El virus de Hamelín. Como el flautista hizo para vengarse de los habitantes de la ciudad que no les pagaban, la enfermedad ha hecho desaparecer a los niños de las calles desde hace un mes. El viernes 13 de marzo los colegios de las Islas dieron su último día de clase.
Ese mismo día los ayuntamientos cerraron los parques: se buscaba evitar lo que ocurrió en Madrid con zonas verdes llenas de gente en primavera. Al día siguiente llegó la orden de confinamiento. Este martes justo un mes. Desde ese momento los menores de edad solo aparecen en los balcones y algunos saludan. El encierro no tiene fecha de caducidad todavía. Su presencia en la calle se limita a supuestos muy especiales: familias monoparentales en las que los menores no puedan quedarse solos en casa mientras su padre o madre hace alguna compra, traslados para cumplir regímenes de visitas o urgencias.
Ver un chaval por la calle, con mascarilla y tapado es algo insólito. Los parques y zonas de juegos se han quedado inmóviles. Son objetos fuera de uso y de sentido ahora mismo. Sus usuarios se han trasladado a un espacio virtual encajonados entre paredes de casas y pisos. Son virtuales hasta las entregas de notas. Las vacaciones de Pascua pasan sin más con otros perjudicados más por el virus: las empresas dedicadas al ocio y entretenimiento infantil, que recogían a niños y niñas cuyos padres tenían que trabajar. La zona de juegos se mueve con víctimas como los sofás, pero también hay juegos virtuales: videoconferencias de amigas en las que se juega a las muñecas o se intercambian imágenes de los juguetes que cada una tiene en sus casas, retos que corren por los grupos de chat de los padres de cada clase: un niño mete la cabeza en un plato de harina e invita a sus compañeros a seguirlo, en otro hay que beberse el zumo de un limón.
Redes
Menores que se cuelan en el teletrabajo de sus padres, saltan en videoconferencias y que reclaman atención. Las conversaciones con abuelos y resto de familiares se trasladan también al vídeo: primos digitales y tíos a distancia, aunque vivan a dos calles. En las redes pululan fotografías de menores que hacen bizcochos, pasteles, tartas, crespells, panades y cualquier plato que se pueda modelar. Se larva una generación de reposteros entera si esto dura. Esas imágenes se alternan con otras de manualidades: huevos de pascua, flores en murales. La estrella es el arcoiris del «todo irá bien» que se ha convertido en una señal para saber donde hay un niño confinado.

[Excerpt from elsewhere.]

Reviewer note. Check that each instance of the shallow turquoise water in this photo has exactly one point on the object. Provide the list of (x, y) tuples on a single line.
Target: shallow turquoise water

Muchas veces no hace falta eso: se les escucha. Este lunes por la mañana una niña cantaba desde el balcón de su casa por la avenida Argentina. En otras ventanas se escuchan llantos, risas, una pelota o alguna carrera. También sintonías de series de dibujos animados. La televisión como refugio para padres y evasión para los hijos junto con tabletas, videojuegos y cualquier pantalla que se ponga a tiro. No mengua su poder para atraparlos.
Tras un mes metidos en casa y sin fecha de salida, el encierro se ha convertido en cotidiano. El mundo pequeño tiene complicado evaluar la medida exacta de lo que ocurre pero ven las pistas. Es evidente que algo extraño ocurre para llevar una semana en casa, después otra y otras dos más. Hay peleas, risas y lloros pero en los parques reina el silencio. El trasiego de meriendas, columpios y fuentes está en suspenso. Ciudades sin niños.